Son cual esclavos rendidos, que en el cielo de la mañana suspendieron
las escalas de los altivos dioses cuando la opresión era reciente.
Son incontables, mudos, desesperados, como los que cayeron o escaparon
de los grandes caballos de los Reyes, en la piedra de Babilonia.
Y más de uno ha enloquecido en su tranquila morada del infierno,
donde le espía un rostro amarillo a través de la ventana de su celda,
y olvida a su Dios, y no espera una señal
(¡pero Don Juan de Austria ha roto la línea de batalla!).
Cañonea Don Juan desde la toldilla pintada con la matanza,
enrojece todo el océano como la chalupa ensangrentada de un pirata,
el púrpura corre sobre los platas y los oros.

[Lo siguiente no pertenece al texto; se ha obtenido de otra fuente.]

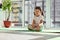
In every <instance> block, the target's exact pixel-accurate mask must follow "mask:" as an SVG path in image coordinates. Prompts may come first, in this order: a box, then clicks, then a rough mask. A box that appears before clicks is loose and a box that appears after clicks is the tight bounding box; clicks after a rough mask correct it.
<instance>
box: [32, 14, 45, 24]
mask: <svg viewBox="0 0 60 40" xmlns="http://www.w3.org/2000/svg"><path fill="white" fill-rule="evenodd" d="M33 20H35V23H36V24H39V23H40V20H43V21H44V17H43V16H42V15H40V16H38V17H37V16H34V18H33Z"/></svg>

Rompen las escotillas y abren las bodegas,
surgen los miles que bajo el mar se afanaban
blancos de dicha y ciegos de sol y aturdidos de libertad.
¡Viva Hispania!
¡Domino Gloria!
¡Don Juan de Austria
ha libertado a su pueblo!
Cervantes en su galera envaina la espada
(Don Juan de Austria regresa con su lauro).
Y ve sobre una tierra fatigada un camino roto en España,
por el que en vano cabalga eternamente un insensato caballero flaco,
y sonríe, mas no cual los Sultanes, y torna el acero a la vaina...
(Pero Don Juan de Austria vuelve de la Cruzada).
Gilbert Keith Chesterton, incluido en Antología de poetas ingleses modernos (Editorial Gredos, Madrid, 1963, trad. de Marià Manent).